The use of the word "soul" in the last stanza of this poem, brings me back
to the question put forth in an earlier part of the lecture - why European
poets, during the last two thousand years, have written so little upon the
subject of insects? Three thousand, four thousand years ago, the most
beautiful Greek poetry - poetry more perfect than anything of English
poetry - was written upon insects. In old Japanese literature poems upon
insects are to be found by thousands. What is the signification of the
great modern silence in Western countries upon this delightful topic? I
believe that Christianity, as dogma, accounts for the long silence. The
opinions of the early Church refused soul, ghost, intelligence of any sort
to other creatures than man. All animals were considered as automata - that
is, as self-acting machines, moved by a something called instinct, for
want of a better name.

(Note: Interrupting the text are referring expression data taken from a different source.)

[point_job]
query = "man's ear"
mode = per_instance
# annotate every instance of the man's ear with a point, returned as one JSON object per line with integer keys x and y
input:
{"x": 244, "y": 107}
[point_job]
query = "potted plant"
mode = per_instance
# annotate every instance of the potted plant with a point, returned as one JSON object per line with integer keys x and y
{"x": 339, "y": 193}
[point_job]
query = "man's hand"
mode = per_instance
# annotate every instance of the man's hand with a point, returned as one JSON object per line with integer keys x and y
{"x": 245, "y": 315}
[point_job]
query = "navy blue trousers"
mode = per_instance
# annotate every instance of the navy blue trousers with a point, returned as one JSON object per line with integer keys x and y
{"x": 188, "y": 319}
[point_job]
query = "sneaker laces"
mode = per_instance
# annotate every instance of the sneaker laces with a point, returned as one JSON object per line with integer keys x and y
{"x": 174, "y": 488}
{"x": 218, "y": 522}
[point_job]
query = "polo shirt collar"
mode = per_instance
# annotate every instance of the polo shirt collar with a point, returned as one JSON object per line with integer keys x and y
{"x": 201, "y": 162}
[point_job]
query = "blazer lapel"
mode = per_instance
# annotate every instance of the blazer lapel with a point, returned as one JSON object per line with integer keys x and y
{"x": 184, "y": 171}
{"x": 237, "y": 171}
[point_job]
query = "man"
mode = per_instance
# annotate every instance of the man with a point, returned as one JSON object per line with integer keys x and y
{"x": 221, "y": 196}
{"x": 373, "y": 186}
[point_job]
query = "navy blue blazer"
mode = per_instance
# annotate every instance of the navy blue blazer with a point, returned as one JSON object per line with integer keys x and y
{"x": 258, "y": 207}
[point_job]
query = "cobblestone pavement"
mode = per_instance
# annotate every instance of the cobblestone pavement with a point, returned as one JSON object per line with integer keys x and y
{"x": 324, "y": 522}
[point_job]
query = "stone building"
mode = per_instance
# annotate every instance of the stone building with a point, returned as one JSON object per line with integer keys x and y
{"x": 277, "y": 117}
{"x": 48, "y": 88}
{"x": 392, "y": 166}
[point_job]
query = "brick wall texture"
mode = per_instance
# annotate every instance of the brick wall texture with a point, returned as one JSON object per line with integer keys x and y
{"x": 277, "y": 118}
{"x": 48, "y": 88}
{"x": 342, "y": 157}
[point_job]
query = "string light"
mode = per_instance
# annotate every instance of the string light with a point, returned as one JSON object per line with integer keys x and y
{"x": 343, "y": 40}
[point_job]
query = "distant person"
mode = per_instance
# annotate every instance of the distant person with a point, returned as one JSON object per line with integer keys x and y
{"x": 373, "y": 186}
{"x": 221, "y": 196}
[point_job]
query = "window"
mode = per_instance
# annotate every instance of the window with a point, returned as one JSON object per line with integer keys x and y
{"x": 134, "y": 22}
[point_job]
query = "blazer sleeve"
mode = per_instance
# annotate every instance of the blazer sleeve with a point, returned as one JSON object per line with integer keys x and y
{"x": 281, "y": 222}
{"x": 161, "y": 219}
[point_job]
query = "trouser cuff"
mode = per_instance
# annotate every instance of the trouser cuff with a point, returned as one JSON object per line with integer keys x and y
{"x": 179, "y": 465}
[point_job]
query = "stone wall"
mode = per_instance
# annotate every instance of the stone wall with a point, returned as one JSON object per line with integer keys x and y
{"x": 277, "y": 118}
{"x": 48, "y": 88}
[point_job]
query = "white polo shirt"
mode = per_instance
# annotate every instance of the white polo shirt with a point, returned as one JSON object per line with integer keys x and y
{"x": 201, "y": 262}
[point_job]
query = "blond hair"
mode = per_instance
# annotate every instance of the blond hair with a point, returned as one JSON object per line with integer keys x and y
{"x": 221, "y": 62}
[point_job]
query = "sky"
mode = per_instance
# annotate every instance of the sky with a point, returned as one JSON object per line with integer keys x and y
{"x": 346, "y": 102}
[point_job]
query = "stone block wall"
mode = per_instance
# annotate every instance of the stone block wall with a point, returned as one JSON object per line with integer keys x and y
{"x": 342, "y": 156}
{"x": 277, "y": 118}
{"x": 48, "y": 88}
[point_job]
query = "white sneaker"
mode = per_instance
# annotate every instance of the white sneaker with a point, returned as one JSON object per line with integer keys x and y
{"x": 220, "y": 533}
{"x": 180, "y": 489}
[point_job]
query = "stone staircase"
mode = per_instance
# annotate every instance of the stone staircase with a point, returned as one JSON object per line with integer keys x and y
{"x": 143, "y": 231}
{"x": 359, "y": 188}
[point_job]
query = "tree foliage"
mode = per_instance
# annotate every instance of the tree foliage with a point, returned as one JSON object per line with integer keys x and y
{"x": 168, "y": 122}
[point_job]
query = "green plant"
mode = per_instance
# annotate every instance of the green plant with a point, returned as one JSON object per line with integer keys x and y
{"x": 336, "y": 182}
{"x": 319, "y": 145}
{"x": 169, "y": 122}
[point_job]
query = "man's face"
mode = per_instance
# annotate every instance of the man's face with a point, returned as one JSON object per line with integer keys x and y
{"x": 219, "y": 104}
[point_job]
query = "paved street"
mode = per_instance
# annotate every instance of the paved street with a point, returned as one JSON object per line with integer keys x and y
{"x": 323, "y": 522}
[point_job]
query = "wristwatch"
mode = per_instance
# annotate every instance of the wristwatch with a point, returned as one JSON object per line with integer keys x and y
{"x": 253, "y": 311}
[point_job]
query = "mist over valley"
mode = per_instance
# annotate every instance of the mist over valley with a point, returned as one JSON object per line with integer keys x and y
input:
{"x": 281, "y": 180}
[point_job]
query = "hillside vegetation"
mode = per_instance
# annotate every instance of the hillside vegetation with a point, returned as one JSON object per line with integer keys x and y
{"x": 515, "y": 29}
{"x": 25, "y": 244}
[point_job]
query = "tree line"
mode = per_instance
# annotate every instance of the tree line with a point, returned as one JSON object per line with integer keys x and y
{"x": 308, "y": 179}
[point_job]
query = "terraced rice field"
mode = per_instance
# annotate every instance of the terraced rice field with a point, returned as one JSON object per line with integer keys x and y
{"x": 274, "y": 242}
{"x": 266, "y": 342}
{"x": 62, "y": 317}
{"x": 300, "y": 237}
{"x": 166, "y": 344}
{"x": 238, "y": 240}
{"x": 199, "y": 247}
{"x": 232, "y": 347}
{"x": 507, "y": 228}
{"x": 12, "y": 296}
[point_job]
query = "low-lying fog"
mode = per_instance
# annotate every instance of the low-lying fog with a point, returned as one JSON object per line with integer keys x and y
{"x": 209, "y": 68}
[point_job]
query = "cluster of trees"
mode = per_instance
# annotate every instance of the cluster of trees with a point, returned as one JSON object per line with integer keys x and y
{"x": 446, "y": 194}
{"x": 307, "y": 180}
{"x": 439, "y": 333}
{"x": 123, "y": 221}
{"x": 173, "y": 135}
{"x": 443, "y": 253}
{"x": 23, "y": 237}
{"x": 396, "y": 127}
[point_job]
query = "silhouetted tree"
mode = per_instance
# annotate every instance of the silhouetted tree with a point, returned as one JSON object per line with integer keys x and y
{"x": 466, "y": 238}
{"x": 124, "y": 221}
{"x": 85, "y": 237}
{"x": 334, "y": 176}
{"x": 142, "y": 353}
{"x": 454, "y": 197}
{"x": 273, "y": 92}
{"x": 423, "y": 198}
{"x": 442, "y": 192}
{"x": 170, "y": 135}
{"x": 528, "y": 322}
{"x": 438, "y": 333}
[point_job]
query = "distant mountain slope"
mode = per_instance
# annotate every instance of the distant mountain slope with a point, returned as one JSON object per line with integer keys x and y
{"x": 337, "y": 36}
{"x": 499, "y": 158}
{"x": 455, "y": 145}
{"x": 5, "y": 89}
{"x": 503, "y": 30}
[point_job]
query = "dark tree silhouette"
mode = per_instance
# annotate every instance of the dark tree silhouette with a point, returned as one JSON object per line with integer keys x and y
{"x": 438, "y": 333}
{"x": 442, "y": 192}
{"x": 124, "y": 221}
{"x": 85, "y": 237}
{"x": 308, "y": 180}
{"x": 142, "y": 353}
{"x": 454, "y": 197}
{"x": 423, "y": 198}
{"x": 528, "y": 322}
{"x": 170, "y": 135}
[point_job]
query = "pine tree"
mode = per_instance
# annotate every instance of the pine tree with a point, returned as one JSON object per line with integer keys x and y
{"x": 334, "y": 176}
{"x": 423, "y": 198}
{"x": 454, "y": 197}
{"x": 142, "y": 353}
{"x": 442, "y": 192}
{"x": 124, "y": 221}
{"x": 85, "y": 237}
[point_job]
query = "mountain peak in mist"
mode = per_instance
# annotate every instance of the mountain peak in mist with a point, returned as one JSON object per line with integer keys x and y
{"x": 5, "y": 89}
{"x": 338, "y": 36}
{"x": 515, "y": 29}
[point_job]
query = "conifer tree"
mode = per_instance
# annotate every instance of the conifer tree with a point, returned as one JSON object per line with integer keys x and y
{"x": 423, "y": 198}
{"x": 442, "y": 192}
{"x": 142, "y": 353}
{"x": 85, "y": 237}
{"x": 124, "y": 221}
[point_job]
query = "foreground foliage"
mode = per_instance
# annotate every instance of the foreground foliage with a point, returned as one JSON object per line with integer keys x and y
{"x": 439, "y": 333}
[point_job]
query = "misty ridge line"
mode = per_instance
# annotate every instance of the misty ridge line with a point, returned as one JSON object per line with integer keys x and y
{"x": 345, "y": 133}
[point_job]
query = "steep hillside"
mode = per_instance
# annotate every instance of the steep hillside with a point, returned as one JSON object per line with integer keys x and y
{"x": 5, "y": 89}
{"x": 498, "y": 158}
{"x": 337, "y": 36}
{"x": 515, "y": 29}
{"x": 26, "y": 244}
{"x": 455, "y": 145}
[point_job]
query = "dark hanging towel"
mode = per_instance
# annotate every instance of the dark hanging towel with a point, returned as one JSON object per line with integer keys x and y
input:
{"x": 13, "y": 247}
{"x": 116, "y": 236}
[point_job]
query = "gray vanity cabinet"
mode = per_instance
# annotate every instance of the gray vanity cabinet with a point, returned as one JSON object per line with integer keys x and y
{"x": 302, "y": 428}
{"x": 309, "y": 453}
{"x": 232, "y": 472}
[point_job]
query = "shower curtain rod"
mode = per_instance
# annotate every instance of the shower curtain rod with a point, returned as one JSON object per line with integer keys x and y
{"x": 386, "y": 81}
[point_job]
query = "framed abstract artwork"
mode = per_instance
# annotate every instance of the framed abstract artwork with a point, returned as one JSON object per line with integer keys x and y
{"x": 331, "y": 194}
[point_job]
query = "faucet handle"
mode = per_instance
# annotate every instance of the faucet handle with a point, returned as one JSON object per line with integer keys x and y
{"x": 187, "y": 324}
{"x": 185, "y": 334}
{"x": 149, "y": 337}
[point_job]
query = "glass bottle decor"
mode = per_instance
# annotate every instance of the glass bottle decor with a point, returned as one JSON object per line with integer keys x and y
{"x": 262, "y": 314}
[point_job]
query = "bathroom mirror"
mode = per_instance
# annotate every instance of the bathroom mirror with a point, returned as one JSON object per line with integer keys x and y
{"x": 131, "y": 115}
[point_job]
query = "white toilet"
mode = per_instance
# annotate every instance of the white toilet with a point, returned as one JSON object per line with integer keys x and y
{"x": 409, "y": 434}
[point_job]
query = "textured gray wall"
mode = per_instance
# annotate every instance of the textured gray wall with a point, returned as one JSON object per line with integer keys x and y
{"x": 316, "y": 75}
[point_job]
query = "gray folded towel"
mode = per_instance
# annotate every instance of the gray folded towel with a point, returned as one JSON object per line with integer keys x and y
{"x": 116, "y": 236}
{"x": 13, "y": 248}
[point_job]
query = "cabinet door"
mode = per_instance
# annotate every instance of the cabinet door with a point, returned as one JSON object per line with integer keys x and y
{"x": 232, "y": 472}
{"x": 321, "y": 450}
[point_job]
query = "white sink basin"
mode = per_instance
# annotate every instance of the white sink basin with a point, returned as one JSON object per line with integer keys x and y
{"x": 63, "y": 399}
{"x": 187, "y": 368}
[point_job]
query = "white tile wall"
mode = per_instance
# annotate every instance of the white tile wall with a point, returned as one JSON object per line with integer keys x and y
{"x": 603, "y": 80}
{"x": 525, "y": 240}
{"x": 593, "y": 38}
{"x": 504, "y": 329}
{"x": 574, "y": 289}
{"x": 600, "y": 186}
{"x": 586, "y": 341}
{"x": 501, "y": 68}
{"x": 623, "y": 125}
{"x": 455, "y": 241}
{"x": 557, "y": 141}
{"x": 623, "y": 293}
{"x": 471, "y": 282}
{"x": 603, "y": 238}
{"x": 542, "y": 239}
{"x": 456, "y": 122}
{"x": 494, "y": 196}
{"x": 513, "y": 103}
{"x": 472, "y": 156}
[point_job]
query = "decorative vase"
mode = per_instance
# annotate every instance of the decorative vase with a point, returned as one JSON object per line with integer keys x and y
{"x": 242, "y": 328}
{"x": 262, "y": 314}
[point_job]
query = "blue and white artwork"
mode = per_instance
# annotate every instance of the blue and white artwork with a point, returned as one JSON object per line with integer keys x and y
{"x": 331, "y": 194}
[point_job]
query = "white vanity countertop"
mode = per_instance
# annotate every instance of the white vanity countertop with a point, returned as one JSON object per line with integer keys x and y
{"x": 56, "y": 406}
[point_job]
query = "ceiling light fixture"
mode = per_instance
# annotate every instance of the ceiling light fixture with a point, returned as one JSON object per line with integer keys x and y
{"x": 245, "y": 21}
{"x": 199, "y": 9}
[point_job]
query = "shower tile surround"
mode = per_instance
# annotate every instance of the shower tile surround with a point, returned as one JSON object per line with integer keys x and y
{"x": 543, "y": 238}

To talk about the souls of animals or the spirits
of animals would have been very dangerous in the Middle Ages, when the
Church had supreme power; it would indeed have been to risk or to invite
an accusation of witchcraft, for demons were then thought to take the
shape of animals at certain times. To discuss the _mind_ of an animal
would have been for the Christian faith to throw doubt upon the existence
of human souls as taught by the Church; for if you grant that animals are
able to think, then you must acknowledge that man is able to think without
a soul, or you must acknowledge that the soul is not the essential
principle of thought and action. Until after the time of Descartes, who
later argued philosophically that animals were only machines, it was
scarcely possible to argue rationally about the matter in Europe.